By way of a strategy to acquire more business, by November 2004 Kwezi had raised its empowerment stake in KV3 from 40 percent to 70 percent, says Mahamba.
At that time, KV3 chief executive, Francois Jacobs, said that since the partnership annual turnover had risen more than 40 percent to top R200m and assets welled 30 percent. But Mahamba says Kwezi has been kicked out as in the Bible story of a tent owner and a camel.
He accuses Mixshelf of blocking the R21m payment as a dividend to Kwezi and alleges that Mixshelf has hugely undervalued KV3 for the purposes of exercising its buy-out option.
Mahamba says at the centre of the dichotomy is Mixshelf’s resistance to transformation and tolerance of racism. He quotes an example of MSJ, a 100 percent subsidiary of KV3, accused by staff of racism.
In March 2006, Mahamba wrote to the chief executive of Mixshelf, Francois Jacobs, saying: “It is high time the company demonstrably tackles the issue of racism. The legion (of) gripes that several blacks have about their treatment within the firm merits to be treated with seriousness… The report that was compiled on MSJ following an independent investigation was quite damning on the practices of that firm.”
Mixshelf has tried to exercise its buy-out option as contained in the shareholders’ deal but has failed to meet the deadline, says Mahamba. He accuses Mixshelf of blocking the payment of the R21m dividend due to Kwezi, declared by the board in August. The board referred the dividend decision to the annual general meeting of the shareholders for ratification.
There, says Mahamba, Willem Hofmeyer, the chairman of Mixshelf, and Jacobs said they would like to first consult with their constituency.
Mahamba alleges that, instead of responding, Mixshelf said Kwezi was no more a shareholder in KV3 and not entitled to a dividend. “The leadership of KV3 cannot even spell the word integrity,” he says.
KV3’s clients include national and provincial government and municipalities. The company is also involved in the Gautrain.
Mahamba says: “It would be interesting to see if they’ve told their clients that they no longer have an empowerment partner and if they would be open to an independent audit.”
Mahamba has worked for Wall Street companies and Deutschebank, lectured in law in the US, and has been a consultant for the World Bank.
Mixshelf has infrastructure contracts in Sudan and Libya, and Mahamba says he is the one who opened the doors.
He values KV3 at R150m but Mixshelf put it at far less.
On August 7, Hofmeyer wrote to Mahamba saying Mixshelf was offering R56m for Kwezi's shares in KV3. Prior to this, Kwezi gave Mixshelf six months to February last year to exercise its buy-out option.
On March 4, Mahamba wrote to Hofmeyer saying Mixshelf’s option lapsed on February 28 but had made a new proposition.

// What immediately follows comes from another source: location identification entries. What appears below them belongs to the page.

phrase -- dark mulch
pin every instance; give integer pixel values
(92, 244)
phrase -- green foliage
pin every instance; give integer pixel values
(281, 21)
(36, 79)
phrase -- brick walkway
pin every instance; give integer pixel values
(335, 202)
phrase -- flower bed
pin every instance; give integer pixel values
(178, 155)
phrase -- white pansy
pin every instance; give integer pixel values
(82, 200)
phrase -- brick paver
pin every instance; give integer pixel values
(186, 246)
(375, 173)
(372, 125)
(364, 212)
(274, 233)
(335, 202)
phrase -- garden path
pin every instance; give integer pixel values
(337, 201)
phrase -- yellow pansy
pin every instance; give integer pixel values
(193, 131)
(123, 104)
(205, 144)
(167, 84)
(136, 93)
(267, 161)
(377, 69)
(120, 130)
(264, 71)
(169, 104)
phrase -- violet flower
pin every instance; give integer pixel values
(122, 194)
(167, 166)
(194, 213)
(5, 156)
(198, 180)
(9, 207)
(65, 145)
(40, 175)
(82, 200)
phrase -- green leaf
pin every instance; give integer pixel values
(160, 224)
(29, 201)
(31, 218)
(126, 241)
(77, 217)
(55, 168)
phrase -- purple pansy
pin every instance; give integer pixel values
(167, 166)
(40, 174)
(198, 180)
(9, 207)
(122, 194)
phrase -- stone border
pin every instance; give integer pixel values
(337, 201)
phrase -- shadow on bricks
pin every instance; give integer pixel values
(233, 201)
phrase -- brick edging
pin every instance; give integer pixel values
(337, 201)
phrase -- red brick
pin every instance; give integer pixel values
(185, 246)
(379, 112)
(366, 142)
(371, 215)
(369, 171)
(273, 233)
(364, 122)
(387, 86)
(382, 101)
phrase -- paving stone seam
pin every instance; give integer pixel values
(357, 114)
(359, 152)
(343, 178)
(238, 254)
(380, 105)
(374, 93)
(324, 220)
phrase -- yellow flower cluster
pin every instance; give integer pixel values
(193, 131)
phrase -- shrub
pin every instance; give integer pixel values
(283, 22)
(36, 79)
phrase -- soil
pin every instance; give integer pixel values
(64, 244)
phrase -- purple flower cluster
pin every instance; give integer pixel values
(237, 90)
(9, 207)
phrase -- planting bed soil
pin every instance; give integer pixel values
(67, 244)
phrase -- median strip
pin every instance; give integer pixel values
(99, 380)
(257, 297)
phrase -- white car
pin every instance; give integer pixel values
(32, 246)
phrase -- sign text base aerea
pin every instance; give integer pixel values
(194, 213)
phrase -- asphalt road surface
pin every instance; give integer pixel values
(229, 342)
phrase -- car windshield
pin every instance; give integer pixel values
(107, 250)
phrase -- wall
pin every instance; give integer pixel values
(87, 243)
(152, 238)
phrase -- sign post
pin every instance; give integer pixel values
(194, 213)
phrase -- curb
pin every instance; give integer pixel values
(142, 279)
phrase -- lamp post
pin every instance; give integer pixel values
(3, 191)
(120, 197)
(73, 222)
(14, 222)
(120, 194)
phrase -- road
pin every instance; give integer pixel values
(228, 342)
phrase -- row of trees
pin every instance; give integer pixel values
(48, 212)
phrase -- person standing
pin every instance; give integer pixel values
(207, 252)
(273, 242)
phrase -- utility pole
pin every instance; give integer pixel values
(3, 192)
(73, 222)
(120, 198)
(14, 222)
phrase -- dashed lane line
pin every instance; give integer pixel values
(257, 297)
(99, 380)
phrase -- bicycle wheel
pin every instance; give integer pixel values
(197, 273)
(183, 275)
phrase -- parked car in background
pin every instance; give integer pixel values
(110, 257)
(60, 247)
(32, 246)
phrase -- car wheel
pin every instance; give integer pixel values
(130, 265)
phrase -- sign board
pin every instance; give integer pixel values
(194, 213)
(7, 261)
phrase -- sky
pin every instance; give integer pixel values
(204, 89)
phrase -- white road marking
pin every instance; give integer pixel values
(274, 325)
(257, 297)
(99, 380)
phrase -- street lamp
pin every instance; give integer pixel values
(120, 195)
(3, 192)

“Nothing precludes Mixshelf from tabling a commercially sound offer for a portion or the whole of Kwezi’s shares in KV3. But this would have to happen on a strictly willing-sellerwilling-buyer basis. To this end, we await your response as the ball is squarely in your court.”
Hofmeyer responded by saying this was a one-sided assumption by Mahamba.
“In Mixshelf’s view, your statement of today is not correct and that the option is still valid. We are standing our ground that it would be unreasonable to withdraw the option before 31 August 2009.”
This rift has now given rise to the arbitration. Jacobs on Wednesday said he did not know of the report on racism that Mahamba referred to and added that KV3 regarded racism as a serious offence.
Hofmeyer said he could not discuss the buyout by Mixshelf as the matter was sub judice.